Repealing Section 230 would increase legal remedies and potential compensation for victims and small publishers, but would likely raise costs, reduce free services and competition, and incentivize over‑censorship by platforms.
Victims of online harms and everyday users would be able to sue platforms and seek legal remedies that were previously blocked by Section 230, increasing accountability for harmful content.
Small publishers, creators, and individual plaintiffs could obtain compensation through lawsuits against platforms, providing a path to recover harms and losses.
Middle-class families and general consumers could face reduced availability of free online services and features, higher prices, or reduced service quality as platforms limit offerings or pass increased litigation/compliance costs on to users; taxpayers could also be affected if government steps in to address market disruption.
Entrepreneurs, startup founders, and small-platform operators could be sued into insolvency or deterred from launching, reducing competition and slowing innovation in online services.
Everyday users and the public sphere could see narrower online expression and debate because platforms may over-censor content to avoid legal exposure.
Based on analysis of 2 sections of legislative text.
Establishes a statutory sunset that ends the legal effect of Section 230 on December 31, 2026.

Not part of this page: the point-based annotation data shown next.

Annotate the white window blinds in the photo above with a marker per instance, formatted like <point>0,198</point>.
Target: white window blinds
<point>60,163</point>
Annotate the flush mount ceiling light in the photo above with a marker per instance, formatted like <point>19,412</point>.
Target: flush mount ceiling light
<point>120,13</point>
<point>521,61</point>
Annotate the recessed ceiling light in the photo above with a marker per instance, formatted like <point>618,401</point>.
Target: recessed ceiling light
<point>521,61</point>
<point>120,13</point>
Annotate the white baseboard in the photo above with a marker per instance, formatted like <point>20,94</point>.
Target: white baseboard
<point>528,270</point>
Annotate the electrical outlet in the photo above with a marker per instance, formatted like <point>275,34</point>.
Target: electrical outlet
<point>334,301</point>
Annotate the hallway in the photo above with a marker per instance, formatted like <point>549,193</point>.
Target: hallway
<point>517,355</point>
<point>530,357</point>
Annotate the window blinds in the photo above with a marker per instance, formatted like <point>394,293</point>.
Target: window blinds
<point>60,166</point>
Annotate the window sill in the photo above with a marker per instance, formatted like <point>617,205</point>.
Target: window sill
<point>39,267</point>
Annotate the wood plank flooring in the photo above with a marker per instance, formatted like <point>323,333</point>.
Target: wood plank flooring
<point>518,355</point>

Introduced December 16, 2025 by Harriet Hageman · Last progress December 16, 2025
Ends the legal effect of Section 230 of the Communications Act on December 31, 2026, by adding a statutory sunset that causes Section 230 to cease to have force or effect on that date. The bill does not replace Section 230 or create new rules; it only sets a firm termination date for the federal immunity that currently shields online platforms from most liability for third-party content. If allowed to take effect, the sunset would create legal and operational uncertainty for online platforms, content hosts, start-ups, users, courts, and governments — likely increasing litigation risk, changing moderation practices, and prompting businesses and lawmakers to prepare for a post-Section 230 environment before the end date.